Secondary	Timed-Up-and-Go (TUG)	The Timed-Up-and-Go (TUG) test will be performed twice; participants will be seated in an armless chair, upon instruction, they will be asked to stand, which starts the timing, they will walk 3 meters past a mark on the floor at their normal pace, turn around and return to a full seated position, at which time the test will end.	Measured at Baseline, after Intervention 1, after Washout, and after Intervention 2.

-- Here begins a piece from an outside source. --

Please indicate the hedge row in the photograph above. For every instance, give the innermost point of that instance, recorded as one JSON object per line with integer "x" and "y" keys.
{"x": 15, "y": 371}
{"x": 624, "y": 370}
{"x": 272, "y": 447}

Secondary	Bioelectrical Impedance Spectroscopy (BIS)	An ImpediMed SFB7 device (Eight Mile Plains, Queensland, Australia) will be used to obtain these measurements. Participants will be positioned supine for a minimum of 10 minutes prior to acquisition; adequate separation of their legs will be obtained to allow for accurate BIS measurement. Measurements will be obtained by placing four EKG-like electrodes on the skin of the participant's hand, feet and knee. Wires will be attached from the BIS device to these skin electrodes. Painless electric waves will be sent through the tissues as noted above. Each measurement lasts only a few seconds. This method will generate measurements of lean mass.	Measured at Baseline, after Intervention 1, after Washout, and after Intervention 2.